SASKATOON -- For those in Saskatoon who are still waiting to pick up a Christmas tree, you might want to hurry.

Nikki van Duyvendyk owns Dutch Growers in Saskatoon and says “every year we do end up selling out before Christmas” but has noticed a different trend in 2020.

“We’ve noticed that people have been getting their trees weeks earlier than they normally do, so that is going to make things run out very early this year,” she said.

Van Duyvendyk says it’s “sort of a guess” when it comes to how many trees to order every year because “you never know what what everybody's going to be doing”.

“You never want to order more product and have to throw it away, so you have to be strategic in everything you do,” she said. “You want to increase your numbers a little bit, but you don't want to increase them too much where there could be waste. It'd be terrible to be throwing away trees at the end of a season.”

Patrcia Munroe with Floral Acres says they’ve moved up their second order of trees to meet the demand.

“It did move a lot faster a lot earlier this year than it did last which was a bit of a surprise to us,” she said.

“Maybe people are worried about the COVID and things shutting down again, so they decided to pop out and get them earlier so they made sure they had one. It's a different year this year, so it's hard to tell what's influencing things.”
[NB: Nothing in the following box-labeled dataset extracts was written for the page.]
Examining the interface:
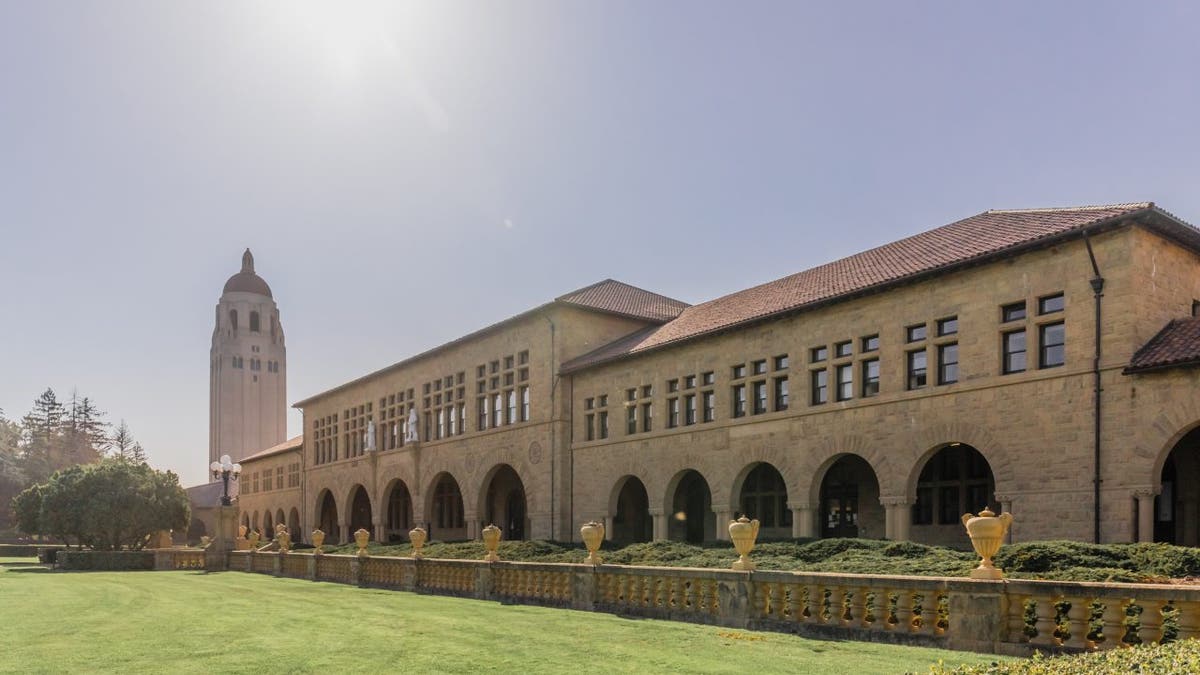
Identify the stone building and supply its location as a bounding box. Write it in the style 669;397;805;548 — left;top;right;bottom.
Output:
234;203;1200;545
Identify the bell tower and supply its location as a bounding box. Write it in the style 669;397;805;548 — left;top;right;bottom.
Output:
205;249;288;465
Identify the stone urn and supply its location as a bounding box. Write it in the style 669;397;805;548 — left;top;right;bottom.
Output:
962;507;1013;579
408;527;430;557
484;525;500;562
354;527;371;557
580;520;604;565
730;515;758;572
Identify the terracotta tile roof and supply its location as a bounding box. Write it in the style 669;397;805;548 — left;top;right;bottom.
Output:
1124;317;1200;372
562;202;1200;372
238;434;304;464
554;279;690;323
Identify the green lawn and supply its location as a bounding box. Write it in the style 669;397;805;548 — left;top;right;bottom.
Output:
0;558;1012;675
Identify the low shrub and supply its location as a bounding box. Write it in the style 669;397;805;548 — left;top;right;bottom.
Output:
58;550;154;572
930;640;1200;675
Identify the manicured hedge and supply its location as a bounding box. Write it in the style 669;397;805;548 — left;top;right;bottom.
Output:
931;640;1200;675
58;551;154;571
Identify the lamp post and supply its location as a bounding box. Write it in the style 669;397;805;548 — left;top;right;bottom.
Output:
209;455;241;506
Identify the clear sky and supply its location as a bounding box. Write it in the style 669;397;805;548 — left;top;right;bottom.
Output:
0;0;1200;484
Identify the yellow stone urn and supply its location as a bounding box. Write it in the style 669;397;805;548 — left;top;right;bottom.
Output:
408;527;430;557
484;525;500;562
354;527;371;557
962;507;1013;579
580;520;604;565
730;515;758;572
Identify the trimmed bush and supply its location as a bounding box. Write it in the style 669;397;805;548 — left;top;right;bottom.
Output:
930;640;1200;675
58;551;154;572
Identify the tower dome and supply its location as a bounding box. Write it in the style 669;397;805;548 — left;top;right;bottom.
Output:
222;249;271;298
“Everybody's staying home, they're buying more indoor plants are buying everything for their home,” said Steve Wilson with Wilson’s Greenhouse. “I think Christmas trees is next on the list, and (sales have) been really brisk.”

Wilson says a because it takes “about 10 to 12 years to bring a tree to market”, a tree shortage in North America due to the 2008 market crash in the United States may factor into how quickly they’re being sold.
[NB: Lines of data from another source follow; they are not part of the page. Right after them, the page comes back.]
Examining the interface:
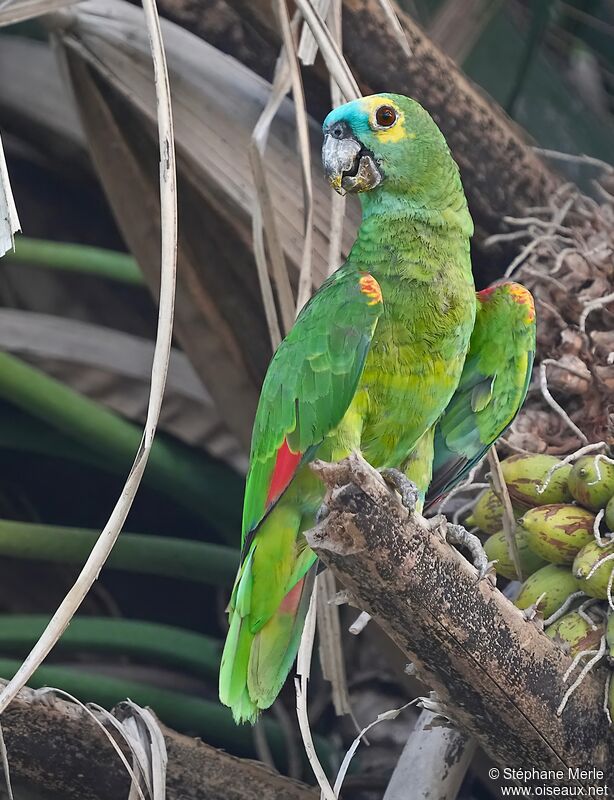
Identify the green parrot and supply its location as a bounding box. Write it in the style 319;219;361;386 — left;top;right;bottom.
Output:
219;94;527;722
425;281;536;509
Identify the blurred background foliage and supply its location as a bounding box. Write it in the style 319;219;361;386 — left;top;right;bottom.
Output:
0;0;614;797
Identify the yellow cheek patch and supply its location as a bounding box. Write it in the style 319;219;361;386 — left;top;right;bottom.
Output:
363;95;416;144
358;273;383;306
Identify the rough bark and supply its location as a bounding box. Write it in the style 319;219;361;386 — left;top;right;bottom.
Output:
214;0;559;247
384;709;476;800
2;689;317;800
307;456;614;786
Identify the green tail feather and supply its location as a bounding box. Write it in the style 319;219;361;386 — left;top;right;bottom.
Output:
219;611;259;723
219;505;316;723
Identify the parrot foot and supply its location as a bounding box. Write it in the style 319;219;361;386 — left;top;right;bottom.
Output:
316;503;330;525
446;522;496;581
379;467;419;514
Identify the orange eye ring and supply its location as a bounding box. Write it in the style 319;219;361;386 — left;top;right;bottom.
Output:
375;106;397;128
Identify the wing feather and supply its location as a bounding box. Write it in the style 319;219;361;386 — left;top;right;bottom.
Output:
425;282;535;508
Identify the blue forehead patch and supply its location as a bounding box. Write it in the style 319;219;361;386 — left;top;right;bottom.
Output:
322;98;369;133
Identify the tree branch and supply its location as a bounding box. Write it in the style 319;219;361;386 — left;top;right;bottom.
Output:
307;456;614;783
2;689;318;800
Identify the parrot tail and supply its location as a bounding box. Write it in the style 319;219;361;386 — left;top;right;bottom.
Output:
219;566;316;724
219;494;316;723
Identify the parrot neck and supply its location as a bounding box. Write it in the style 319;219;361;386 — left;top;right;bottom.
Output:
348;195;473;283
359;187;473;238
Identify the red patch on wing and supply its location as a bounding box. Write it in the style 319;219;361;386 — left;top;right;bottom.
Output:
477;281;535;322
358;272;382;306
266;439;302;506
279;578;305;614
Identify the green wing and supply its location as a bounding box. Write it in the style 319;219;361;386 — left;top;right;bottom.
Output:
243;270;382;552
426;282;535;508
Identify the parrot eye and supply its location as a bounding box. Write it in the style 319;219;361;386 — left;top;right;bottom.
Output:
375;106;397;128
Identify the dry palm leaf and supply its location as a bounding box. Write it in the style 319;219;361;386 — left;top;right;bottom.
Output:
0;131;20;256
0;35;91;175
0;0;77;27
493;166;614;454
45;0;358;445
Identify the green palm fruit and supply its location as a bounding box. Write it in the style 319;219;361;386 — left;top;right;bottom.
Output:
569;456;614;511
465;489;527;534
546;611;605;656
608;668;614;719
519;503;595;564
465;489;503;533
484;528;546;581
501;454;572;508
514;564;578;619
572;541;614;600
605;614;614;664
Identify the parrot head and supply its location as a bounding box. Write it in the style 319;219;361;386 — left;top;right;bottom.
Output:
322;94;458;200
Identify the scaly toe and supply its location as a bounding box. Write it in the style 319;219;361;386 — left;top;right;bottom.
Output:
446;522;494;580
379;467;419;514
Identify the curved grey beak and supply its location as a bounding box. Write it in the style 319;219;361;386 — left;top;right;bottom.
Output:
322;133;382;195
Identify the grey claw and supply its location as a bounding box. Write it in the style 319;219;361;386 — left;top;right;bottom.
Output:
446;522;495;581
380;467;419;513
316;503;330;525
“In 2008 when the U.S. market crashed, Christmas tree farms couldn't get loans to start planting new Christmas trees,” he said.

“Two years ago they started running out of Christmas trees, and they had no resupply, so now they moved to the Canadian market. They're paying a premium dollar for it, so they've seen an increase in cost for Christmas trees, and everything's moving to the U.S. market.”

Van Duyvendyk’s advice is simple.

“Just get your tree,” she said. “You don't want to wait, you don't want to be disappointed. There's been too many disappointments this year.”

Wilson says despite his store having “one of the largest selections of Fraser Firs and Balsam Firs” in western Canada, supplies could run out.

“You'll want to get out and get your tree sooner than later, because you might not have anything in a couple weeks.”